Pour les allumettes de cire, on se sert de la machine Muzard qui découpe les tiges à la longueur de l'allumette au fur et à mesure qu’elle garnit les plaquettes de la presse.

Soufrage et paraffinage. -

Afin de faciliter la combustion, les tiges en bois sont enduites de soufre sur une partie de leur hauteur. Cette opération s’effectue par trempage dans un bain maintenu à la température voulue pour obtenir la fusion. L’ouvrier a soin après trempage de battre vigoureusement la presse de façon à éviter le dépôt sur les allumettes d’une couche trop épaisse qui en brûlant donnerait une forte odeur d’acide sulfureux.

Le paraffinage, qui s’effectue à peu près de la même manière, est réservé aux allumettes dites suédoises.

Trempage dans la pâte chimique. - Séchage et Dégarnissage. -

Le passage de la presse sur un rouleau imbibé de pâte forme, à l’extrémité des tiges un dépôt qui constitue le bouton de l’allumette. Les presses placées sur des chariots séjournent dans des séchoirs le temps nécessaire pour que les boutons durcissent, puis sont envoyées dans les ateliers de dégarnissage.

Avant de dégarnir les presses, les ouvrières ont soin de les épurer, c’est à dire d’enlever les tiges dont l’extrémité auraient échappé à la trempe chimique; puis elles rangent les allumettes par poignées dans des récipients qui servent à les transporter à l’emboîtage.

Les allumettes en cire et les tisons sont emboîtés au fur et à mesure du dégarnissage. Parfois aussi le dégarnissage se fait mécaniquement.

Emboîtage, Paquetage et Emballage. -

Les ouvrières chargées de l’emboîtage opèrent à la poignée et elles arrivent rapidement à remplir, fermer, étiqueter et paqueter jusqu’à 350 boites à l’heure, avec une précision de comptage vraiment remarquable.

Les boites réunies par paquets de 20 ou de 50 sont immédiatement mises en caisses et prêtes à être expédiées aux négociants.

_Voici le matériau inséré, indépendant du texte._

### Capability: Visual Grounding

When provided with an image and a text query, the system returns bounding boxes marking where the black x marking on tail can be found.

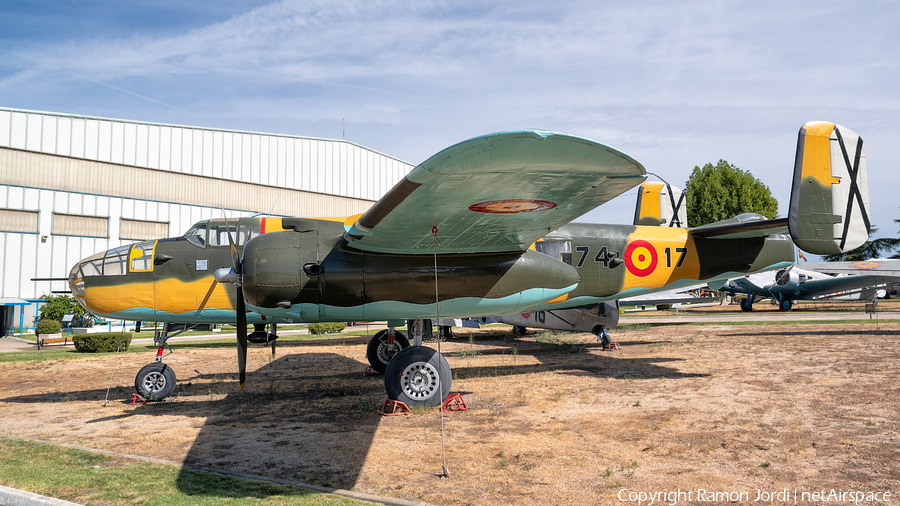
[666,183,685,227]
[834,126,871,250]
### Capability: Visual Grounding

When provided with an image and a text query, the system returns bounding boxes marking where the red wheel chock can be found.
[380,399,412,416]
[130,394,147,405]
[442,393,468,412]
[363,366,383,376]
[602,343,621,351]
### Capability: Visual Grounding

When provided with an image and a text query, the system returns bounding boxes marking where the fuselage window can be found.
[534,240,573,265]
[184,222,208,248]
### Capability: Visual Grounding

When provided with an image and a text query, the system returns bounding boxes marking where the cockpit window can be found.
[238,222,261,246]
[103,244,131,276]
[207,222,238,247]
[80,251,105,277]
[130,242,156,272]
[184,222,207,248]
[534,240,573,265]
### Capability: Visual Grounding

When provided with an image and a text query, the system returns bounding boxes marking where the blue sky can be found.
[2,0,898,245]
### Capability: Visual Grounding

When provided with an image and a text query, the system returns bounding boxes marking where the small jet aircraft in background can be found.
[716,260,900,311]
[69,121,871,406]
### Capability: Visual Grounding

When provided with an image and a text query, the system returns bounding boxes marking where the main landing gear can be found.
[365,329,410,373]
[384,346,452,407]
[740,297,755,312]
[134,321,278,401]
[370,319,453,408]
[592,325,612,346]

Machines à fabrication continue. -

Toutes les opérations que nous venons de décrire très sommairement et qui exigent des mains-d’œuvre variées, parfois pénibles, et des transports nombreux, ont pu être groupées d’une façon très heureuse sur une même machine dont plusieurs spécimens fonctionnent depuis quelques années déjà à l’usine d’Aubervilliers.

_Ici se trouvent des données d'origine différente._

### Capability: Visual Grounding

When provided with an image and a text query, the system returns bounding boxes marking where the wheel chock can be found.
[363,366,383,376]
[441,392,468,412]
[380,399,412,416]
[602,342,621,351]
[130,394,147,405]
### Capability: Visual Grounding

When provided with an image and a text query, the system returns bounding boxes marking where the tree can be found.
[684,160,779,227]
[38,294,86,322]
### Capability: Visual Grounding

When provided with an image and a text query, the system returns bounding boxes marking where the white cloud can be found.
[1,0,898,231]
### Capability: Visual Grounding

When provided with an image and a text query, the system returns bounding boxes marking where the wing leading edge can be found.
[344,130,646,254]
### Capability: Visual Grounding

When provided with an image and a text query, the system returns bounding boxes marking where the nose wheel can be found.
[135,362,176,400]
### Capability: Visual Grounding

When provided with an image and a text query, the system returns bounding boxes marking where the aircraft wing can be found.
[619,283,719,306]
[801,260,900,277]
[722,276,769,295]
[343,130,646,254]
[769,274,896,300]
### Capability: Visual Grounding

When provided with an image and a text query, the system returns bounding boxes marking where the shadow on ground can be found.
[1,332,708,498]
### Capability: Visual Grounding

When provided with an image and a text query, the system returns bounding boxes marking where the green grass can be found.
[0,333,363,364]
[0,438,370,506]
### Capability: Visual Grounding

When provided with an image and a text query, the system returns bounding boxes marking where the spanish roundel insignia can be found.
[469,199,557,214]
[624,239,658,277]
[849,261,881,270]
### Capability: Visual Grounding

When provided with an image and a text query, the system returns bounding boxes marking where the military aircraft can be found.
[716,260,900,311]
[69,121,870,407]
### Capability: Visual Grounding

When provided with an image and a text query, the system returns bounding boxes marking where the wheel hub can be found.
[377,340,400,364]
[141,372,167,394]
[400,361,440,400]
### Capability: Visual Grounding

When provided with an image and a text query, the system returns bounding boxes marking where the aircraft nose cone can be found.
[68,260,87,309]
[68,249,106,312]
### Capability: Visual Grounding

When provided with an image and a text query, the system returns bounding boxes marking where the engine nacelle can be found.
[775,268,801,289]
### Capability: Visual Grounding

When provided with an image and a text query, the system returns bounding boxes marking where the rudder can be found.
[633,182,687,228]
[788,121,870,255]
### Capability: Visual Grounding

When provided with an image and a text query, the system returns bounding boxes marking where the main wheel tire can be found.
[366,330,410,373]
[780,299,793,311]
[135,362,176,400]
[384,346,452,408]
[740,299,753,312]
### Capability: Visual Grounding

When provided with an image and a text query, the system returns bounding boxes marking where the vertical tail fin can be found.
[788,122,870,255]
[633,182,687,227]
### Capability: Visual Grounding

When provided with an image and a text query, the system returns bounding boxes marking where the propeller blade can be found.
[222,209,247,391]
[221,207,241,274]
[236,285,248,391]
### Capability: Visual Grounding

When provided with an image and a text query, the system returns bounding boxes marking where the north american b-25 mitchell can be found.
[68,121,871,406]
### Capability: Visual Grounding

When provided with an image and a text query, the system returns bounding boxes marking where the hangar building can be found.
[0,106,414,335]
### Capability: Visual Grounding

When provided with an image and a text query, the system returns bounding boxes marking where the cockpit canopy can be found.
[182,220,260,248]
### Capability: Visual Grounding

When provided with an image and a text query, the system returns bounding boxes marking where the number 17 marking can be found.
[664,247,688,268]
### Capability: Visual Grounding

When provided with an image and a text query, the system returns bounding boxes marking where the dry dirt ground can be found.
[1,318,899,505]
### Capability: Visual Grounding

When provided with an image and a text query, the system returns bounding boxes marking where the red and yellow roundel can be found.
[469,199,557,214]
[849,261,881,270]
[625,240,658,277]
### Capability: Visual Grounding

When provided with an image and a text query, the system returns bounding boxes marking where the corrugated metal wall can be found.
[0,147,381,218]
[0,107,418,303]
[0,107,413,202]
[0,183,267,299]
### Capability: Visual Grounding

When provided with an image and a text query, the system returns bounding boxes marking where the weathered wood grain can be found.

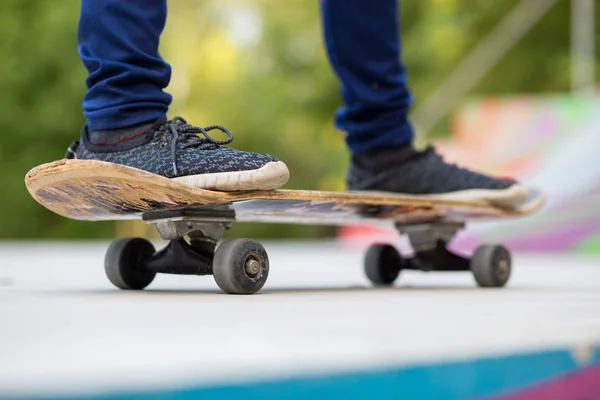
[24,159,544,223]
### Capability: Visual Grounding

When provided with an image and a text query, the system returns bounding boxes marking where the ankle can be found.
[89,122,153,145]
[351,142,418,172]
[84,119,164,152]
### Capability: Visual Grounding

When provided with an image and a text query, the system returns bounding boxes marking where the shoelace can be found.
[421,145,465,172]
[153,117,234,175]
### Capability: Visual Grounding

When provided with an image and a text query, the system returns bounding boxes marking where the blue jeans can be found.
[78,0,414,153]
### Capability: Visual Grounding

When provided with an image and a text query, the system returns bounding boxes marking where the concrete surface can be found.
[0,241,599,398]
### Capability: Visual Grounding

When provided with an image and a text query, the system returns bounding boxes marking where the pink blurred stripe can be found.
[489,363,600,400]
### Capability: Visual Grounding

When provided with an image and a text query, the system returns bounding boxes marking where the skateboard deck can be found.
[25,159,544,227]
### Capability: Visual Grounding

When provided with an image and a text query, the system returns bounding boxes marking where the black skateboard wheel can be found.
[213,239,269,294]
[471,244,511,287]
[104,237,157,290]
[364,244,403,285]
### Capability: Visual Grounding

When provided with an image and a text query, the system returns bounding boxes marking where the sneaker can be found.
[347,145,530,208]
[67,117,290,191]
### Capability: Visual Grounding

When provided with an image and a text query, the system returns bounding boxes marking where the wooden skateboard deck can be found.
[25,159,544,227]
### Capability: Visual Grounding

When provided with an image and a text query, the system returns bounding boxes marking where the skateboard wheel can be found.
[364,244,402,285]
[104,237,157,290]
[213,239,269,294]
[471,244,511,287]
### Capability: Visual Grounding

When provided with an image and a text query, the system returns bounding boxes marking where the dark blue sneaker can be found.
[347,145,529,207]
[67,117,289,191]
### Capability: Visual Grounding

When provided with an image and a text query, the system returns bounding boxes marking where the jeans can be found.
[78,0,414,153]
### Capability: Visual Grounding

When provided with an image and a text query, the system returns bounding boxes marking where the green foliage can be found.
[0,0,116,238]
[1,0,598,239]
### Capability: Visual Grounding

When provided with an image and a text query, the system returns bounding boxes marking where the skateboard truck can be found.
[364,218,512,287]
[142,238,214,276]
[138,208,233,276]
[396,220,467,272]
[397,220,464,252]
[104,207,271,295]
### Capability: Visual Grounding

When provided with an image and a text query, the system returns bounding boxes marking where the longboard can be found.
[25,159,545,294]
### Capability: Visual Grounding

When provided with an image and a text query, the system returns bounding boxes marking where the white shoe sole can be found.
[171,161,289,191]
[353,184,537,209]
[421,184,530,208]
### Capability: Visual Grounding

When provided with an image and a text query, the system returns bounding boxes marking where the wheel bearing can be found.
[244,254,262,278]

Cette machine met en presse, soufre, trempe, dégarnit la chaîne, compte les allumettes et remplit les boites. Dans l’espace de trois quarts d’heure, la fabrication est complètement terminée. La production de chaque machine est de 2.250.000 allumettes en dix heures et elle exige un nombre d’ouvriers et ouvrières moitié moindre que celui de la fabrication ordinaire.

Le personnel n’a plus d’ailleurs qu’à alimenter la machine et à en surveiller la marche. L’effort qui lui est demandé est réduit ainsi au strict minimum.

En généralisant l’emploi de ce nouvel outillage, l’État aura donc complètement atteint le but qu’il s’était proposé lorsqu’il a pris l’exploitation du monopole des allumettes: transformer cette grande industrie autrefois si dangereuse et si pénible, et créer des ateliers vastes et sains où les ouvriers qu’il emploie trouvent un travail à la fois réconfortant et largement rémunérateur.

Salaires. -

Le salaire des hommes à l’usine d’Aubervilliers varie entre 8 francs et 8 fr. 75, celui des femmes entre 5 fr. 50 et 6fr. 25 pour neuf heures de présence journalière.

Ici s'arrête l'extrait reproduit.